Sybil started on her third cigarette.
"Is there a Mr. Pritchard?"
"And before that a Mr. Halleck and a Mr. Layne and a Mr. Selfridge. After Pritchard, I stopped marrying them."
"You have any idea who might have killed your sister?"
"One of the hippies in the bank," she said. "Nobody knows which one."
"Just for the hell of it," I said.
"That's what the cops told me," she said.
"Any reason to doubt it?"
"Nope."
"Any idea who the hippies are?"
"Nope."
"Or where?"
"Nope."
"How about the guy she was in Boston chasing? Any thoughts on him?"
"He was probably a jerk," Sybil said. "It's what she went after."
"Any special kind of jerkiness?"
"She liked the blowhard revolutionaries, mostly. You know, a lot of hair? Power to the people? Got any dope?"
"And you're out of that life now?"
She smiled. "Got awful hard being a hippie by 1980 or so."
"Was probably never easy," I said.
"You got that right-constant worry that you might turn into your mother. Had to stay alert all the time."
"And you've not had any contact with Daryl all that time?"
"I send her a card every Mother's Day. I'm not sure why. I do them myself. I'm a painter." She nodded at the execrable seascapes. "I did all of those."
"Splendid," I said.
"I do enjoy my poetry. But it's not as good-yet. My real talent is painting."
I took a card out and gave it to her.
"If anything occurs to you, please let me know," I said.
"Sure," she said and went to her Shaker table and tucked the card under the blotter. Then she went to a short, narrow bookcase and took out a slim volume of computer printouts. There were several others left on the shelf.
"Take a copy of my poetry with you," she said. "I think you might enjoy it."
"Thank you," I said.
On the way back to Boston, I stopped in Kittery for a sandwich and a cup of coffee. While I ate, I read some of Sybil's poems, and when I departed, I left them in the trash can along with the empty coffee cup and the wrapper from the sandwich.
15
It was late, and I needed to think. I bought a bottle of Scotch at a New Hampshire liquor store on my way down from Maine, and a submarine sandwich in Saugus. I was carrying both when I left my car in the alley and went up to my office.

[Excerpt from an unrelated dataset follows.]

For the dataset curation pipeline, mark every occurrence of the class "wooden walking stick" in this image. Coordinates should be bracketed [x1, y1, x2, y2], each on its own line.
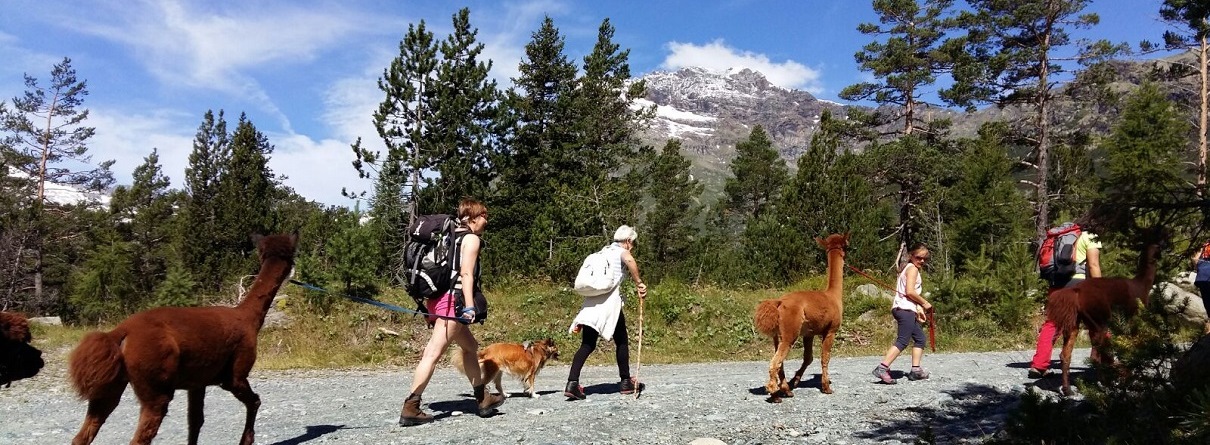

The back stairwell was ugly in the nasty brightness of the fluorescent lights, and so was the hall. The black lettered sign on my office door told the world that I was a private investigator, or at least the part of the world that walked along this hall. I stuck the bottle under my left arm and got out my keys and opened my door. There was a sweet chemical smell in my office. It wasn't very strong, but it was there. It was a smell I knew. Susan, getting ready to go out. Hairspray! I left the keys in the lock and stepped into my office sideways to keep from silhouetting myself in the open doorway. The Scotch remained under my left arm. The sub sandwich was in my left hand. My gun was out. Nothing moved. There was a little light spilling in from the hall and a little less light drifting up through my window from Berkeley Street.
As my pupils dilated, I could see someone sitting behind my desk. I had a vague sense of a presence on the wall to my right.
"On the left side of the kneehole under the desk," I said. "There's a switch, controls the overhead."
I narrowed my eyes against the light. Nothing happened. No one moved.